1) Implemented the control path of the microprocessor in RTL level;
2) Accomplished the custom design of 16-ports write-through  register file in transistor-level, which supported 4-issued microprocessor;
3) Verified the function of the CPU core and SIMD coprocessor on both simulation and formal methods.

The tools we used included Modelsim, VCS, Design-Compiler, Formality, etc. In the phase of verification, I designed some kernel assembly programs with sub-word parallelism for simulation and built up an efficient test-bench to shorten the verification period. This project wais funded by national basic research program of China. It has been fabricated  in 0.18μm CMOS technology.

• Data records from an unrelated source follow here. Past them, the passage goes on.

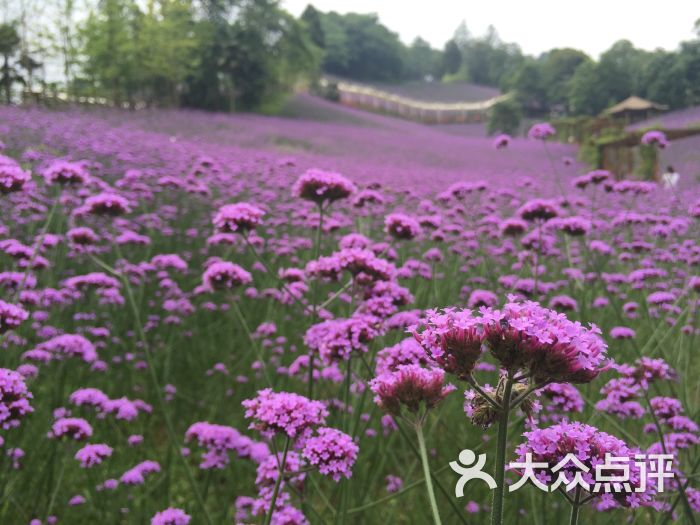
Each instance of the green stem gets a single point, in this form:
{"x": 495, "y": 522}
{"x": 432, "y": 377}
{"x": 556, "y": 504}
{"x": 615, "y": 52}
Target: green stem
{"x": 174, "y": 441}
{"x": 426, "y": 473}
{"x": 280, "y": 475}
{"x": 317, "y": 253}
{"x": 499, "y": 471}
{"x": 575, "y": 507}
{"x": 239, "y": 315}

The chip got one-pass and ran MPEG-2 application as we expected.

  • Oct. 2002-Aug. 2003         The Custom Design of 6 Ports Register File in 400MHz

The register file is designed as a small IP core. It supported 4 read and 2 write operations at one time. It was designed in 0.18um. I designed the transistor-level circuit and finished the layout and optimization. The tools I used were Spice, CosmosSE, Enterprise, Star_sim, StarRC, etc.

  • Mar. 2002-Oct. 2002          The Design of Regular Multiplier Generator

The multiplier generator is a work to shorten the design period of parallel multiplier. It can produce the RTL code under any data widths from 4-bit to 40-bit. The multiplier consists of many 4-2 counters so that the structure is neat to place and route. I designed it in C language and synthesized all multipliers of all widths to get the timing and area reports in Design_Compiler.